Hey guys, just wondering what pouch you think is best....
Is one better for speed?
Is one better for accuracy?
Pro's & Con's?

Any info is very appreciated...


----------



## S.S. sLinGeR (Oct 17, 2013)

The one that puts the ammo down range and when it hits that target and you have that big smile on and that lil feeling inside that gives you that addiction to take the next shot in anticipation to hit again! That's the best pouch in my eyes. But there are many in the venders forum here. http://slingshotforum.com/forum/36-site-vendors-forum/ there are super pouches, eshot pouches, Leon13 pouches, pocketpeditor, simpleshot. ect. Have fun shopping and keep shootin!


----------



## S.S. sLinGeR (Oct 17, 2013)

But to answer you ? These are my personal favorite  http://slingshotforum.com/topic/7662-pouches-supersure-pouches-magnetic-and-non-magnetic/?view=findpost&p=146642&hl=%2Bsuper+%2Bpouches the size pouch I use is 3/4 5mil center hole supersure super pouch in roo.


----------



## Rayshot (Feb 1, 2010)

My feeling is that when you get a pouch down to the 3/4 or 5/8 width pouch I make, the weight (speed factor) is pretty much irrelevant because the weight differences in pouches at that size are so minimal for standard bandsets that one need not be concerned about weight of pouch affecting speed at the sizes mentioned above.
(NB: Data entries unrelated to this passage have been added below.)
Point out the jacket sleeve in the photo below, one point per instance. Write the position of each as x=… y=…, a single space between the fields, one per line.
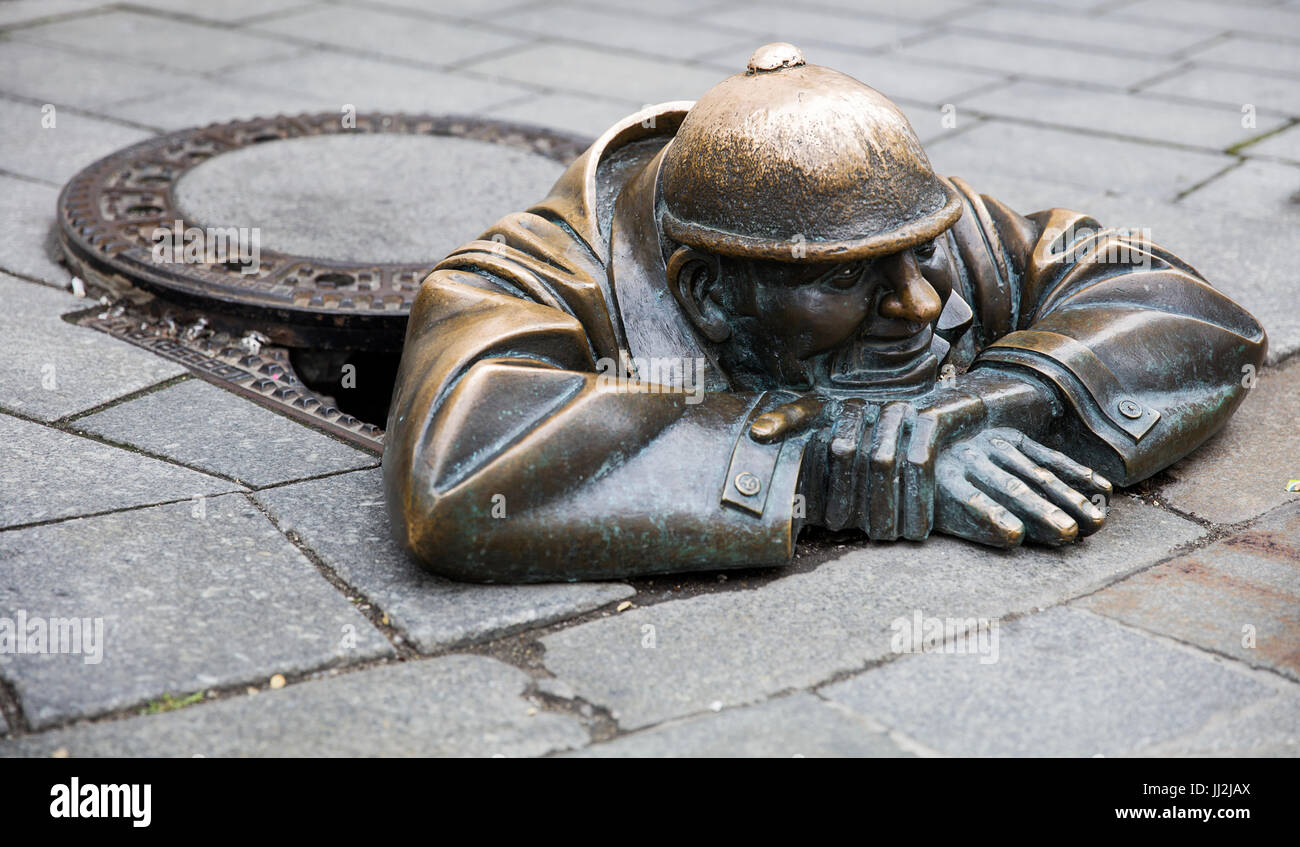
x=1148 y=356
x=512 y=455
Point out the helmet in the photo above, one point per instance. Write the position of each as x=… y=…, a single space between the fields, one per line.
x=793 y=161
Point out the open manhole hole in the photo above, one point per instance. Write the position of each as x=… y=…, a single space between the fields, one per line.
x=280 y=256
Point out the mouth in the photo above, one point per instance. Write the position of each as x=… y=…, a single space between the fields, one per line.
x=885 y=363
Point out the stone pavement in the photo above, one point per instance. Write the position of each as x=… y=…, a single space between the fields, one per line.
x=234 y=568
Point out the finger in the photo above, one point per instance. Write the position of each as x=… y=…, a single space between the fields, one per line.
x=887 y=438
x=918 y=478
x=1074 y=474
x=844 y=478
x=1044 y=521
x=967 y=512
x=784 y=420
x=1087 y=516
x=928 y=431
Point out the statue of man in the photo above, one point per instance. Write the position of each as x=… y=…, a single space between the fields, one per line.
x=763 y=311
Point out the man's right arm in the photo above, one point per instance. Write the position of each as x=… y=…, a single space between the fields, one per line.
x=507 y=460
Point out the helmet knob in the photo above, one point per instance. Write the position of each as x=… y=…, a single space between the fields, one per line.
x=775 y=56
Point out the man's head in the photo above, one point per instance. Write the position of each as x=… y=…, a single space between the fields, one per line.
x=807 y=230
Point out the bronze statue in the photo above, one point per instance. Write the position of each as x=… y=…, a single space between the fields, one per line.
x=763 y=311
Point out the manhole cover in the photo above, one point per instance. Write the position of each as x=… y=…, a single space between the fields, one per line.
x=349 y=221
x=311 y=233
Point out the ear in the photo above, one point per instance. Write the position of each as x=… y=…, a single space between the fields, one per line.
x=693 y=277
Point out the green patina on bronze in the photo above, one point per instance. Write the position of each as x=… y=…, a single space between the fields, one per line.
x=763 y=311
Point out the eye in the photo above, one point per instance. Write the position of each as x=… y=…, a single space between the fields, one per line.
x=844 y=277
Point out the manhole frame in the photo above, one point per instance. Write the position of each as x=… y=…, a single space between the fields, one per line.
x=108 y=212
x=169 y=313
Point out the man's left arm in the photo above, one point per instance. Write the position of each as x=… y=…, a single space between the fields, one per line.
x=1148 y=357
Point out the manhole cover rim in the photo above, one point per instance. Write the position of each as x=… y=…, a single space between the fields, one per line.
x=144 y=176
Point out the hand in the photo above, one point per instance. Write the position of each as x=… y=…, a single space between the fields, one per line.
x=1001 y=486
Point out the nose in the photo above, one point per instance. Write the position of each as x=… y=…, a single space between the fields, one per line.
x=913 y=298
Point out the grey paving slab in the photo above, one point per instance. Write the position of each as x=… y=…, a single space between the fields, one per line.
x=1255 y=53
x=1251 y=260
x=27 y=220
x=204 y=103
x=662 y=8
x=1086 y=30
x=583 y=69
x=1265 y=91
x=203 y=426
x=48 y=474
x=736 y=647
x=55 y=153
x=373 y=85
x=343 y=521
x=1220 y=16
x=1101 y=164
x=1035 y=60
x=226 y=11
x=599 y=27
x=1285 y=144
x=455 y=706
x=373 y=198
x=1257 y=189
x=1243 y=472
x=1239 y=596
x=157 y=39
x=571 y=113
x=25 y=12
x=190 y=595
x=1134 y=116
x=935 y=122
x=1066 y=683
x=805 y=25
x=800 y=725
x=1269 y=728
x=393 y=34
x=52 y=368
x=463 y=8
x=65 y=77
x=911 y=11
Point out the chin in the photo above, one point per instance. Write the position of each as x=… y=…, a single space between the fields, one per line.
x=883 y=366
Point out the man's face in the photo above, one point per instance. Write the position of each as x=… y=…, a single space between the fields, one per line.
x=856 y=326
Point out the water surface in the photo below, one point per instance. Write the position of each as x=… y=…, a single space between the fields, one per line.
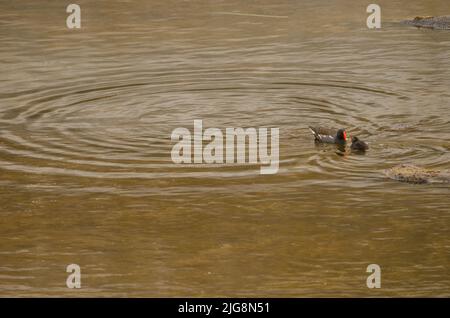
x=86 y=175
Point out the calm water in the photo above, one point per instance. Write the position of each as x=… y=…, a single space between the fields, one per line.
x=86 y=175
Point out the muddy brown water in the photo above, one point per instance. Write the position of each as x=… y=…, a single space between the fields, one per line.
x=86 y=175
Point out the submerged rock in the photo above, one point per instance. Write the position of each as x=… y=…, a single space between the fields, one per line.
x=414 y=174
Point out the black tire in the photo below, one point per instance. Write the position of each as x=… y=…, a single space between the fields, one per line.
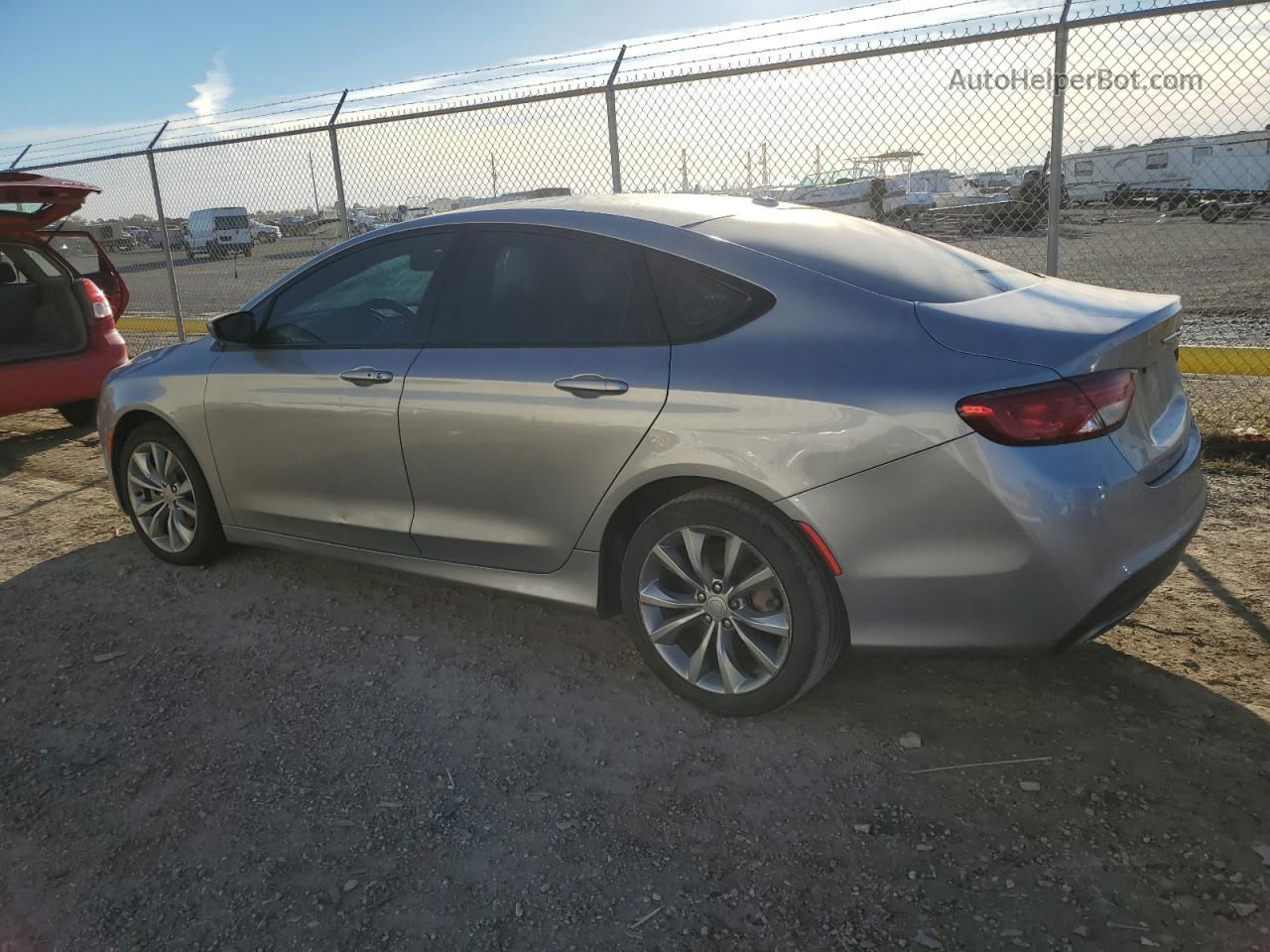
x=208 y=537
x=818 y=625
x=81 y=413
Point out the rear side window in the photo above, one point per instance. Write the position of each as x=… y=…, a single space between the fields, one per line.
x=536 y=289
x=698 y=303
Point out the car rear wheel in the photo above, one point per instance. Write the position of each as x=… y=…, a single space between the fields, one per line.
x=728 y=606
x=167 y=497
x=81 y=413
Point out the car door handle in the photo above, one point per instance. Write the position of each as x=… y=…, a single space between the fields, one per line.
x=366 y=376
x=592 y=385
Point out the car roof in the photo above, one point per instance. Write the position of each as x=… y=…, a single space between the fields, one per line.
x=676 y=209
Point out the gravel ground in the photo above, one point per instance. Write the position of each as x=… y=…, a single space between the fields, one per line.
x=286 y=753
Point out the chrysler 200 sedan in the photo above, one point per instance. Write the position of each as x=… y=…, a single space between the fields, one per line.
x=762 y=431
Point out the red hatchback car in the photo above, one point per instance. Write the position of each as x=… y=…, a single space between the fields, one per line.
x=59 y=298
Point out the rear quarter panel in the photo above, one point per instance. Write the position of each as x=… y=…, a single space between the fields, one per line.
x=832 y=381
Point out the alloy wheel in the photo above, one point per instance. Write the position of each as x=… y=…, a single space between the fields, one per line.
x=715 y=610
x=163 y=497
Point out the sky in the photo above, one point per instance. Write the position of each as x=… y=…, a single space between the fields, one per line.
x=150 y=54
x=218 y=77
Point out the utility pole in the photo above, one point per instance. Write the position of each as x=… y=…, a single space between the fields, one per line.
x=313 y=178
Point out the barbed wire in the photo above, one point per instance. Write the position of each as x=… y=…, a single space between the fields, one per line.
x=198 y=128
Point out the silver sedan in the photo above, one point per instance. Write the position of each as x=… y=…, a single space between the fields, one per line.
x=761 y=431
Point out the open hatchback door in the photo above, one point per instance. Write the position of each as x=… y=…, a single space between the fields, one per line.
x=59 y=298
x=31 y=203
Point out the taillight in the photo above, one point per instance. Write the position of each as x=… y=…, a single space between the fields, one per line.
x=96 y=299
x=1060 y=412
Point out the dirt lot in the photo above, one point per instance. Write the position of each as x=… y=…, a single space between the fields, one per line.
x=286 y=753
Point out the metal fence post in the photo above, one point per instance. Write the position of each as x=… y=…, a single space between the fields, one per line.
x=163 y=232
x=615 y=158
x=14 y=163
x=1056 y=145
x=339 y=172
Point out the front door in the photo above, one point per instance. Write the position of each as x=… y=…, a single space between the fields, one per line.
x=547 y=367
x=304 y=422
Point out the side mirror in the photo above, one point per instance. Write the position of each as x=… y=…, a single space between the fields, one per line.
x=236 y=327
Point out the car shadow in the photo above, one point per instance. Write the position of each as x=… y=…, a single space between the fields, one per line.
x=336 y=717
x=16 y=445
x=1228 y=598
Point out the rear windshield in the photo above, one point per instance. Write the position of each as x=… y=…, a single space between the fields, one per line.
x=876 y=258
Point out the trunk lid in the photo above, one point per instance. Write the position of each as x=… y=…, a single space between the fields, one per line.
x=1074 y=329
x=31 y=202
x=82 y=253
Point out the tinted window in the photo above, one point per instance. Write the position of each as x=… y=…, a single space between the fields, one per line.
x=370 y=298
x=529 y=289
x=698 y=303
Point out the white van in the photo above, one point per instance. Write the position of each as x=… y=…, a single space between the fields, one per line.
x=217 y=232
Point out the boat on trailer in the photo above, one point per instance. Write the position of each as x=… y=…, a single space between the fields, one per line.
x=874 y=186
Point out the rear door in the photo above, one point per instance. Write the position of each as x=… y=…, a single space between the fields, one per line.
x=544 y=371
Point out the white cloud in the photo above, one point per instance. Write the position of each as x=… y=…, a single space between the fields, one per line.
x=212 y=93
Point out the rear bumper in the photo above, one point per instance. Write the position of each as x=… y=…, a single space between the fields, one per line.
x=974 y=546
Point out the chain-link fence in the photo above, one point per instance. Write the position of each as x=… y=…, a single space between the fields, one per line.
x=1161 y=126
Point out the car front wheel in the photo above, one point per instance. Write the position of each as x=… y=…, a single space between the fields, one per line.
x=728 y=606
x=167 y=497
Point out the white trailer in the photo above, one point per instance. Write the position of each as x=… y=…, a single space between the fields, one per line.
x=1174 y=171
There are a few factors in the hide that could affect accuracy, I feel the texture or also said, tack upon the fingers can make a difference but if you consider the wide variety of pouches (hides) used and notice folks are accurate with all kinds of hides,it appears once you get the feel of the character of the pouch, a person will generally be as accurate with that as another. Generally speaking.

As for accuracy, some guys have noted that some pouches I make, especially the SuperPouch, does help their accuracy.

I could go on talking about thickness of the pouch can affect comfort, and in turn accuracy. Etc.


----------



## squirrel squasher (May 17, 2013)

my favorite pouch came off of a daisy tube set. it has gone through many bands without much wear. supersure pouches are up there too. eshots pouches are nice as well, but small for my taste. maybe he sells bigger ones. I have to check.


----------



## CanH8r (Dec 3, 2013)

Supersure superpouch.... Best performance and bang for the buck!


----------



## Bajaja (May 13, 2011)

Most like supersure pouch for every standard ammo and e-shot' s small pouch for BBs.


----------



## JohnKrakatoa (Nov 28, 2013)

Also there are pouches made by MGG in Canada which are laser cut, he also has a very tough different type of a pouch which no one else sells  Big Bertha he calls it.

http://metrogradegoods.com/shop/

My favourite as of now are pouches for rocks xD (supersure rockstar or homemade). There are also kangoroo leather pouches, which are lighter yet stronger then regular cow hide, I heard.

Like these:

http://www.simple-shot.com/collections/accessories-bands-pouches/products/kangaroo-pouch


----------



## Bajaja (May 13, 2011)

I dont think kangaroo is best leather, they are strong and light but they don't hold shape very long. The used one is after 200 shots.
View attachment 63379


----------



## Lee Silva (Feb 9, 2013)

Just like any other part of your set up! use the same type pouch whenever possible and you'll get better faster....Must avoid unfamiliarity no matter how subtle! At all costs! Seems a bit ultra dramatic? How serious, or dramatic are your practice sessions? Slingshots are subject to a unique stigma. It's like most people, even regular shooters can only take them so seriously.... So they take shortcuts and constantly confuse their technique with multiple frames, frames that you can attach any kind of rubber to, upright or gangsta, hammer or pinch, etc.... PFS for gods sake!!!!! It's all fine and good, but it's not the fastest way to get to where you want to be! If where you want to be is in front of a target you just shot 10 balls into and left only one hole....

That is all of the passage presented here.